In view of this, it is hardly surprising that many Muslims speak of the failure of modernization and respond to different diagnoses of the sickness of their society, with different prescriptions for its cure.

For some, the answer is more and better modernization, bringing the Middle East into line with the modern and modernizing world. For others, modernity is itself the problem, and the source of all their woes.

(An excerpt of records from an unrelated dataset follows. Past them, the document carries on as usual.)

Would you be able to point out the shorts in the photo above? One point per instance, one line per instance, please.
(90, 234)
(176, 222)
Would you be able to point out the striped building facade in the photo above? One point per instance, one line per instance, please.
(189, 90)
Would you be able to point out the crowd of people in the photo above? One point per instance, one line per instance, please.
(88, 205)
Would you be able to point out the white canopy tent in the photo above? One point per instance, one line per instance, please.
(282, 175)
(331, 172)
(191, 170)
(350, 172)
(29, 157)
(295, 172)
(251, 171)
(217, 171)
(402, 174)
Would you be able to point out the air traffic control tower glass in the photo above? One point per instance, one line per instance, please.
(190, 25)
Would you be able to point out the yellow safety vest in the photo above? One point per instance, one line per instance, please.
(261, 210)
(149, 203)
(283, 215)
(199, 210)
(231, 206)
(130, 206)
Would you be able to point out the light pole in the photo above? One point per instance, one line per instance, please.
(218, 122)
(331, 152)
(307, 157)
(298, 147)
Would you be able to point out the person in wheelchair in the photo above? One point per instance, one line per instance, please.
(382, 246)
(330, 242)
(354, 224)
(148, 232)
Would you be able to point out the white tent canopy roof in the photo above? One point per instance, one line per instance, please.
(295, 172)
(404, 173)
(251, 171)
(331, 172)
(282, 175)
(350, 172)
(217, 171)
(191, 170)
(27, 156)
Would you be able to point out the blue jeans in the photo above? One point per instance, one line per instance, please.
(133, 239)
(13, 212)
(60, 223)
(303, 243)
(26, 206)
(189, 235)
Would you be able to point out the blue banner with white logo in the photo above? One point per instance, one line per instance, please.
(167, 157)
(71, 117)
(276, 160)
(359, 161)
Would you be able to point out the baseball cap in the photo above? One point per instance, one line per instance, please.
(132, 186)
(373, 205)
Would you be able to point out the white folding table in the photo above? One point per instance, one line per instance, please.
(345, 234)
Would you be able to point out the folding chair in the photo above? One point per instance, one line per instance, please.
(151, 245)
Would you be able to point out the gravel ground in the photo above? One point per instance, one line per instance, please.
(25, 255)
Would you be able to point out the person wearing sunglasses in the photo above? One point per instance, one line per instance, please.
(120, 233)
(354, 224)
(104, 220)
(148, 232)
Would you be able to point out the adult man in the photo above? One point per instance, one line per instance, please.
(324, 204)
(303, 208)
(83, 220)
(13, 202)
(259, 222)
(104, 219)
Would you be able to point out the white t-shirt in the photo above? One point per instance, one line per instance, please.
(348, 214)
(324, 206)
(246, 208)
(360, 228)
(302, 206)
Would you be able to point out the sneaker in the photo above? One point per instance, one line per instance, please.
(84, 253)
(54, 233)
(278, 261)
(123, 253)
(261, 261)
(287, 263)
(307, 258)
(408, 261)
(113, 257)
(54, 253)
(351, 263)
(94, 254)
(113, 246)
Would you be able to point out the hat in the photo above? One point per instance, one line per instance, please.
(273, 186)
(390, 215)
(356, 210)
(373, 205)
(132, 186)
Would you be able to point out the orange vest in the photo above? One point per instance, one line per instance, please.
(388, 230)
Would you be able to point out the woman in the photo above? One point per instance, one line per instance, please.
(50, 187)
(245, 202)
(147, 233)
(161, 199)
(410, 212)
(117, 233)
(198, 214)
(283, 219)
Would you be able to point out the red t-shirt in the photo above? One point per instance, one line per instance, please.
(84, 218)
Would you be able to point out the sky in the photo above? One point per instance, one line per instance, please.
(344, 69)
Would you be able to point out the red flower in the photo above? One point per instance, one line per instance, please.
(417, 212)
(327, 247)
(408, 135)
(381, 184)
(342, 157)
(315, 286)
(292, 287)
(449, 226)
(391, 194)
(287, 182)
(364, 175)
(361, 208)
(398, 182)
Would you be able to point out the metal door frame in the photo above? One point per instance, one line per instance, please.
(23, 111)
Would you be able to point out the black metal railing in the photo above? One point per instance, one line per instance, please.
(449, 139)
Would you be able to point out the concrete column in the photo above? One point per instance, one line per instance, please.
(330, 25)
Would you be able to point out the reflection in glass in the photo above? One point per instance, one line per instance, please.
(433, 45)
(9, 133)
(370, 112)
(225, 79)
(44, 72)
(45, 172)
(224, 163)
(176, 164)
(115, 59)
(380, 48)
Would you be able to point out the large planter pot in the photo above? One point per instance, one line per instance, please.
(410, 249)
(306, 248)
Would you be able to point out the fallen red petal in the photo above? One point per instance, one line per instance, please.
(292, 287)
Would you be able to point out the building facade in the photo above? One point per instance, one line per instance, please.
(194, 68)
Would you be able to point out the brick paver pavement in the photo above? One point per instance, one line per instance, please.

The people of the Middle East are increasingly aware of the deep and widening gulf between the opportunities of the free world outside their borders and the appalling privation and repression within them. The resulting anger is naturally directed first against their rulers, and then against those whom they see as keeping those rulers in power for selfish reasons. It is surely significant that all the terrorists who have been identified in the September 11 attacks on New York and Washington came from Saudi Arabia and Egypt—that is, countries whose rulers are deemed friendly to the United States.

One reason for this curious fact, advanced by an Al-Qa‘ida operative, is that terrorists from friendly countries have less trouble getting U.S. visas. A more basic reason is the deeper hostility in countries where the United States is held responsible for maintaining tyrannical regimes. A special case, now under increasing scrutiny, is Saudi Arabia, where significant elements in the regime itself seem at times to share and foster this hostility.